With the development of radiocarbon dating by Willard Libby (who won the Nobel Prize for Chemistry in 1960) it has been possible to date in the laboratory organic material from secure archaeological contexts up to 40, 000 years old. For older periods other radiometric means are now available.
More recently the application of DNA studies means that one can begin to re-write the population history of the world. The result is that for every continent in the world archaeological research is developing rapidly. This new research is crucial for the understanding of early human existence, not least in the Americas or in Australia where prehistory ended (and history began) with the keeping of written records only a few centuries ago.

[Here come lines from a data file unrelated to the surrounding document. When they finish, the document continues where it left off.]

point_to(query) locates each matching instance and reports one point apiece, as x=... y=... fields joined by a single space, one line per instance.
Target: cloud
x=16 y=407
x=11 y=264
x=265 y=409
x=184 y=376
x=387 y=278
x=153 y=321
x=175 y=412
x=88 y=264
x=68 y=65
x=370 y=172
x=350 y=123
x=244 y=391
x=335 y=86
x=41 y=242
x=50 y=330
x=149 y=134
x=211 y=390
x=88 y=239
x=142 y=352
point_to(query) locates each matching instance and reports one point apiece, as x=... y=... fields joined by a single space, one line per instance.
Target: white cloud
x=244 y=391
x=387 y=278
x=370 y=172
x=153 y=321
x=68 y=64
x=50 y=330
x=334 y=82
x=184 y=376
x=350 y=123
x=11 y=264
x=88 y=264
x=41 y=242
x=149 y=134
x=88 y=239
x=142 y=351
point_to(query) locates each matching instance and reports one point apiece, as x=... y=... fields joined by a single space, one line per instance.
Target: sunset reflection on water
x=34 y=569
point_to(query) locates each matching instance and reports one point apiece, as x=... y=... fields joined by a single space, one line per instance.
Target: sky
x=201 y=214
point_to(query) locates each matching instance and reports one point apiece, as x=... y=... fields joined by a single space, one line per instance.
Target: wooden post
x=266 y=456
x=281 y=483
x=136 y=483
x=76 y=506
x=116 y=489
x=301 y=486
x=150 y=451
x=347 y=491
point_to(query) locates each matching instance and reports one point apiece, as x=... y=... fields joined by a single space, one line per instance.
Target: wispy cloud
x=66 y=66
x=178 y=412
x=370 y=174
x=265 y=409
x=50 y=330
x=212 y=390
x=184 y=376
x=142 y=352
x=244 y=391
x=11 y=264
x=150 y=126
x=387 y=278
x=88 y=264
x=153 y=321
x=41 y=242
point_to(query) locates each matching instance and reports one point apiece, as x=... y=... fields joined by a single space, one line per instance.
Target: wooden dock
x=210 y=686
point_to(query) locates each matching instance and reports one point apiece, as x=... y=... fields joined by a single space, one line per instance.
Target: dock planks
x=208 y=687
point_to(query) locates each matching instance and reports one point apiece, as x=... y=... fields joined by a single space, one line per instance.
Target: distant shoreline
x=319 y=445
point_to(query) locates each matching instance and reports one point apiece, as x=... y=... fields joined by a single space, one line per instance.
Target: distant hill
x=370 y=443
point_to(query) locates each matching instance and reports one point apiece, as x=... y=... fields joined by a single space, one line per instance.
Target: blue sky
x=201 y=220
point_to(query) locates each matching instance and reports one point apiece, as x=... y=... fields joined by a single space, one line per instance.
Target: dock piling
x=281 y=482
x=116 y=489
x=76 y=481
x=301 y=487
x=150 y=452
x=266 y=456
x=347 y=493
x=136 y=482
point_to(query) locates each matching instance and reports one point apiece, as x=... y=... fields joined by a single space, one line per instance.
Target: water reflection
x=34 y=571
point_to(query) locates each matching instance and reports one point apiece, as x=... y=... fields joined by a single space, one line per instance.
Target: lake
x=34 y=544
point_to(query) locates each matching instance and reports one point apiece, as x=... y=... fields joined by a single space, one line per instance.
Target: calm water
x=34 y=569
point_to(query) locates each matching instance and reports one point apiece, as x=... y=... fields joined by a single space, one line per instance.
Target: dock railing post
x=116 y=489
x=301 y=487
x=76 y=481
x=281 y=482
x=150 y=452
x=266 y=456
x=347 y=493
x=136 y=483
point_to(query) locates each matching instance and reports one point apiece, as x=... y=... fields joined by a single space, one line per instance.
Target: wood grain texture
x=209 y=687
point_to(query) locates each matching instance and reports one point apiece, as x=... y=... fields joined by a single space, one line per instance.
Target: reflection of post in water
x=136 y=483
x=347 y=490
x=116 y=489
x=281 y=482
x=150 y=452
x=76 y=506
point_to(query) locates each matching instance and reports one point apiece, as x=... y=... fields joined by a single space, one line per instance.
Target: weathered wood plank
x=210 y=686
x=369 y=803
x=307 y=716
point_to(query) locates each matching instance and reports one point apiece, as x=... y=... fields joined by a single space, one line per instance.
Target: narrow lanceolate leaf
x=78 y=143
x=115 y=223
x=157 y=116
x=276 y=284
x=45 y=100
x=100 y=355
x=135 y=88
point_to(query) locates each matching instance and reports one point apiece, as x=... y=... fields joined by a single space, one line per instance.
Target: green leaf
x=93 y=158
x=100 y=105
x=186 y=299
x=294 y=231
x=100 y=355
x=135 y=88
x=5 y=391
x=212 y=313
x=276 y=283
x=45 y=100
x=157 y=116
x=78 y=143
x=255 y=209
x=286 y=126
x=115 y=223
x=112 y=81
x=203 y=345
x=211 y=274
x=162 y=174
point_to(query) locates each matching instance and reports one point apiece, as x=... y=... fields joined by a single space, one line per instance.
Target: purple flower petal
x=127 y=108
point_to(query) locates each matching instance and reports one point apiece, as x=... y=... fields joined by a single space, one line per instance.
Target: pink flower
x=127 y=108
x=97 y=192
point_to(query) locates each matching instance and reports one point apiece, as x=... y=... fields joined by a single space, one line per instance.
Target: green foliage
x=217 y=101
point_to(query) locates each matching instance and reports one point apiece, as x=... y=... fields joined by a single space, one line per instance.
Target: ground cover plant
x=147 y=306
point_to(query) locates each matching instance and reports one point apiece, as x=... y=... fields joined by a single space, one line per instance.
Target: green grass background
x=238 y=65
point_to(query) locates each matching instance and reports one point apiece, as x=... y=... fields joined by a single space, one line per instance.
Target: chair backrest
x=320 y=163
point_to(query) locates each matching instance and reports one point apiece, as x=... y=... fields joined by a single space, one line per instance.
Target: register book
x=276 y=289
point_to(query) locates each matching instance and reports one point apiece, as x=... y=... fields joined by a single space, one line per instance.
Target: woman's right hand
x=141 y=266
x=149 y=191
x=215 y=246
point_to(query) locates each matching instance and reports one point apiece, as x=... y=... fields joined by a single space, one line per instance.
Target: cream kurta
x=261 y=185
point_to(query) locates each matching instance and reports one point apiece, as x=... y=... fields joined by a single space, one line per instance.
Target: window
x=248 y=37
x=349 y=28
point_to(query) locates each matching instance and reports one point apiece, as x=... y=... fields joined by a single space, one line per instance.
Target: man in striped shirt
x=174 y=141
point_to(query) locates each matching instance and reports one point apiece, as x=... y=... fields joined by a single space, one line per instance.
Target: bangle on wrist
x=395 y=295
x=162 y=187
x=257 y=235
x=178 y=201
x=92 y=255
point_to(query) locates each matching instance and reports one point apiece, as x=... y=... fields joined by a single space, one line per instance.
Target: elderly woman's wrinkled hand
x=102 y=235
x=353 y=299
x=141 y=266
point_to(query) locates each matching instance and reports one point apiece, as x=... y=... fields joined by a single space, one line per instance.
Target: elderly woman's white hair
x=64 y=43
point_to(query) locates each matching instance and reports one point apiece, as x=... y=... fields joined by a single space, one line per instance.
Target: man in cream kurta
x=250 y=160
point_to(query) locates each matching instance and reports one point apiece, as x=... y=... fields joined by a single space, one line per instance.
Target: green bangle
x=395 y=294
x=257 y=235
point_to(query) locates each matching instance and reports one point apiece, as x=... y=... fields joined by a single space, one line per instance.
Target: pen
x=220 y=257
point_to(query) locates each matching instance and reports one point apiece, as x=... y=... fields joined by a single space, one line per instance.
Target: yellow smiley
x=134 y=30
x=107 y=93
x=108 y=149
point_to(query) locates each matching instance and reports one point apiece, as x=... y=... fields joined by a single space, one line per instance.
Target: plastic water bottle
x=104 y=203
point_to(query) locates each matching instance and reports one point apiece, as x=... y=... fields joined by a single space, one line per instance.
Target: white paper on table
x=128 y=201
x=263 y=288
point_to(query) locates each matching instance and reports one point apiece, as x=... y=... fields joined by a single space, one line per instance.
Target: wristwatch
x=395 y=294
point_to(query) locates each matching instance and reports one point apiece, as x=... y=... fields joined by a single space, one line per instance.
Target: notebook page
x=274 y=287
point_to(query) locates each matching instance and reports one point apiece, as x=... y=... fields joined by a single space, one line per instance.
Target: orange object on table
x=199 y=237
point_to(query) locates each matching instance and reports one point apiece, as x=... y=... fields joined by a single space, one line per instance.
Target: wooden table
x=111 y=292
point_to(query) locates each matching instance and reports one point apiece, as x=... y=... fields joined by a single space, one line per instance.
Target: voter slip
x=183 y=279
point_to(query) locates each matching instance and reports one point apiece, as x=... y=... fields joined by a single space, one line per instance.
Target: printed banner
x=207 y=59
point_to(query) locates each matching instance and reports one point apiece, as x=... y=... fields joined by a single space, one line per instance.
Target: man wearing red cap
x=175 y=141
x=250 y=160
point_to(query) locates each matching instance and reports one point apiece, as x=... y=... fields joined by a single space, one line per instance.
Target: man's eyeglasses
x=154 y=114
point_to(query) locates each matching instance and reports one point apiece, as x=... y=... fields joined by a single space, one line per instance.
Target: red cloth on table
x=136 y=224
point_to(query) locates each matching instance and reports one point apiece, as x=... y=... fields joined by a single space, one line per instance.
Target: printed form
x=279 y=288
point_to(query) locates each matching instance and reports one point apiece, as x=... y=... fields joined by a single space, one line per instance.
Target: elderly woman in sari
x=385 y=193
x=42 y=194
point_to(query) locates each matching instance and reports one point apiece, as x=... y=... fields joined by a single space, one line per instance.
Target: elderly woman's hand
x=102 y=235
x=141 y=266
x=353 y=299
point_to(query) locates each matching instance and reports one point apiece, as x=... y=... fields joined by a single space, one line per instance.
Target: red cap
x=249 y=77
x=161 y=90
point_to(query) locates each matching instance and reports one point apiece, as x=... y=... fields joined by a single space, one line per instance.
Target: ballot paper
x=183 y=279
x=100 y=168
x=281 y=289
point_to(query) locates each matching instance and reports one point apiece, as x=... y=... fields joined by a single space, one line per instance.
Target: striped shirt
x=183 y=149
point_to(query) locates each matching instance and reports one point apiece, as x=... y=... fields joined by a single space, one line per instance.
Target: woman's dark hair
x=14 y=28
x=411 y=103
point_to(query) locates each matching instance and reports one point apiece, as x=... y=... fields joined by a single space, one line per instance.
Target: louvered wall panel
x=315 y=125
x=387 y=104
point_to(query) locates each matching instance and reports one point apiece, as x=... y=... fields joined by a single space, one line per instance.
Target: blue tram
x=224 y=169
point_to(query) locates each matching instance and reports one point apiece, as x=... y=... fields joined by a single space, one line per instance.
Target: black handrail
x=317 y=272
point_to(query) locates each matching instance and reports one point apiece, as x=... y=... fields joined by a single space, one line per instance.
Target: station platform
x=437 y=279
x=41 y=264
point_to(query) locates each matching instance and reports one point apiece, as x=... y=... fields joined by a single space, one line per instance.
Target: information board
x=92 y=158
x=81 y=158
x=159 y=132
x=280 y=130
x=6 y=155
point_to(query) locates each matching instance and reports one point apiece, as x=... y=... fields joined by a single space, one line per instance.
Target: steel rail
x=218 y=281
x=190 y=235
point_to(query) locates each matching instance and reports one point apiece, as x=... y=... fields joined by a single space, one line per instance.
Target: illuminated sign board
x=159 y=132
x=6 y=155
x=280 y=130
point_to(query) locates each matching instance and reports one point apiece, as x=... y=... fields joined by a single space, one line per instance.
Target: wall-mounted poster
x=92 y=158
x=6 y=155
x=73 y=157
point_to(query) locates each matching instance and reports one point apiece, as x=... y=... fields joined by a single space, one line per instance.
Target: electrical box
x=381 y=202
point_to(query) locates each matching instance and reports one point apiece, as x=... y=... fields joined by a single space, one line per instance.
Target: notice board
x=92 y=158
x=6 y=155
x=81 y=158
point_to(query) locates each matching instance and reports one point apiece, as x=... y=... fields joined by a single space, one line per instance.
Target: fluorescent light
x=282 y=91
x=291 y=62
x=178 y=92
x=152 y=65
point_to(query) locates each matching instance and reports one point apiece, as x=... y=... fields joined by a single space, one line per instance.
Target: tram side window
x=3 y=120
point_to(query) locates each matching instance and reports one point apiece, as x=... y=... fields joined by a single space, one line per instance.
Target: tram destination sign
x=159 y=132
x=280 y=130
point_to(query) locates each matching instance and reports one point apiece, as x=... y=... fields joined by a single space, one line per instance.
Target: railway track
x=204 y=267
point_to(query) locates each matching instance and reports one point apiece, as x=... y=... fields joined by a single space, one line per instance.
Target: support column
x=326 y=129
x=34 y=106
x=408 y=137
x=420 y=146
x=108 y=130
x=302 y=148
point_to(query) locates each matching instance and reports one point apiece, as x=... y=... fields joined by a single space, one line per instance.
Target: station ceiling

One answer comes from understanding the emergence of our species, Homo sapiens, in Africa two hundred thousand years ago.
Another picture emerges by following the out-of-Africa expansions of Homo sapiens to the other continents of the world from around 50, 0000 years ago.
Yet the biggest changes came with the development of food production (the ‘agricultural revolution’) from 10,000 years ago. With the major population increases which followed came greater social complexity and the rise of cities, of state societies and of literate civilisations.
Fifty years ago, after the radiocarbon revolution, it became possible, for the first time, to write a World Prehistory, and for a single author to attempt the task. Today it takes a team of 100 specialists to cover the abundant information emerging from all continents in the fields of anthropology, molecular genetics, historical linguistics as well as archaeology which the study of prehistory now encompasses.
The Cambridge World Prehistory sets out to do this with a world coverage never before attempted. It covers every continent and every period of the human story. It demonstrates, we think, that prehistory and archaeology have a great future.